Lors de sa courte prise de parole de ce jour, le ministre de la Justice a indiqué qu'il avait, de son propre fait, signalé cet oubli auprès de l'administration fiscale.

"C’est mon actuel comptable qui s’est rendu compte d’une erreur qui avait été commise par son prédécesseur. Dès que cette erreur m’a été signalée, j’ai d’initiative informé l’administration fiscale. Elle a regardé ce dossier attentivement et a dit qu’il s’agissait d’une erreur. Je n’ai rien d’autre à dire", ajoute-t-il.
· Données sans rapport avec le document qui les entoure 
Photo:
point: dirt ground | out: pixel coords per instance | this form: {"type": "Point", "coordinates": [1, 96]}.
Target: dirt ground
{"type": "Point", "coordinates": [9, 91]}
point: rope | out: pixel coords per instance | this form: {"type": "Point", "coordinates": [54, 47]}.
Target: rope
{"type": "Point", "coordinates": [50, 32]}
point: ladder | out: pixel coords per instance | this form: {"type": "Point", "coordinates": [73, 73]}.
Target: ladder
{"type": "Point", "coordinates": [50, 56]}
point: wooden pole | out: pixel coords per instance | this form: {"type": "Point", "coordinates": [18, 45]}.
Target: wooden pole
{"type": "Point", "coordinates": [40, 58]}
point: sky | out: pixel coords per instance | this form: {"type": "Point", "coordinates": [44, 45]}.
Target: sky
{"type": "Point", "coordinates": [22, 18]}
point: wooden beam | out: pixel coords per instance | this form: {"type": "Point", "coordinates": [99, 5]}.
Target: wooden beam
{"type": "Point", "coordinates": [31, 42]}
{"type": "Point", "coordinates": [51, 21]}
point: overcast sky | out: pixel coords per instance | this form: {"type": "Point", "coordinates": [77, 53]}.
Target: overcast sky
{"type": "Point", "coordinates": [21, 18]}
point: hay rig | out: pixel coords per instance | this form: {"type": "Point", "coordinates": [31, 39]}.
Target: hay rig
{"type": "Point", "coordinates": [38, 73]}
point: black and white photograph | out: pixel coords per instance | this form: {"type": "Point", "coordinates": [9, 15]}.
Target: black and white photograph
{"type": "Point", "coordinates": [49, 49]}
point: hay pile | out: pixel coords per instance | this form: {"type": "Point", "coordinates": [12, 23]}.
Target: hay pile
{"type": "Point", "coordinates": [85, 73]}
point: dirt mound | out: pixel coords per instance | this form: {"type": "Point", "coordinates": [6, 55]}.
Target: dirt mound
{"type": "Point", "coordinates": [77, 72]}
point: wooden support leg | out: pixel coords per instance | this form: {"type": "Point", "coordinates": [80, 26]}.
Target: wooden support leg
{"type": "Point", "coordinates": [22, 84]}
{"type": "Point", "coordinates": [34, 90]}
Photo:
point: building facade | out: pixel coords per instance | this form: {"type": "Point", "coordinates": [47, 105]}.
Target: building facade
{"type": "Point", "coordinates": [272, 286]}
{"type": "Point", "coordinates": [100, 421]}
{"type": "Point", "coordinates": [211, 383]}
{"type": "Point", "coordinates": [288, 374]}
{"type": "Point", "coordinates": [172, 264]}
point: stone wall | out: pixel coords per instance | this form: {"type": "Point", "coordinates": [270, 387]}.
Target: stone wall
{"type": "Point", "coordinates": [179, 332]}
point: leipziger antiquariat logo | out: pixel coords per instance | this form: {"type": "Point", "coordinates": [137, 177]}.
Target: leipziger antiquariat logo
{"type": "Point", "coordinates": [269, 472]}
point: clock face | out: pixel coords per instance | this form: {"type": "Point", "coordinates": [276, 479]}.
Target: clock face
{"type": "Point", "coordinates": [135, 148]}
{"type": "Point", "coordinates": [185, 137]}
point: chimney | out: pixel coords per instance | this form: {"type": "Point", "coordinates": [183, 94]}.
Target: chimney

L'entourage du ministre avait indiqué mercredi à l'AFP que la rectification avait eu lieu et que la situation fiscale du ministre était "totalement réglée".

"Ces sommes sont passées par mes comptes courants et l'Urssaf et la TVA ont été payées sur ces sommes. L'administration fiscale a regardé ce dossier attentivement et a dit qu'il s'agissait d'une erreur", a-t-il martelé auprès de l'AFP.

Convoqué par la justice

Le garde des Sceaux se serait sans doute passé de ces révélations, quelques jours après une rarissime perquisition dans les locaux du ministère de la Justice le 1er juillet et alors qu'il est convoqué la semaine prochaine à la Cour de justice de la République en vue d'une mise en examen, une première pour un ministre en exercice.

L'enquête de la CJR, seule habilitée à juger les ministres, a été ouverte en janvier pour "prise illégale d'intérêt".

L'enquête pour "prise illégale d'intérêts" avait été ouverte en janvier, après des plaintes de trois syndicats de magistrats et de l'association Anticor. Ils accusent Eric Dupond-Moretti d'avoir profité de ses fonctions de ministre de la Justice pour intervenir dans des dossiers pour lesquels il était auparavant avocat.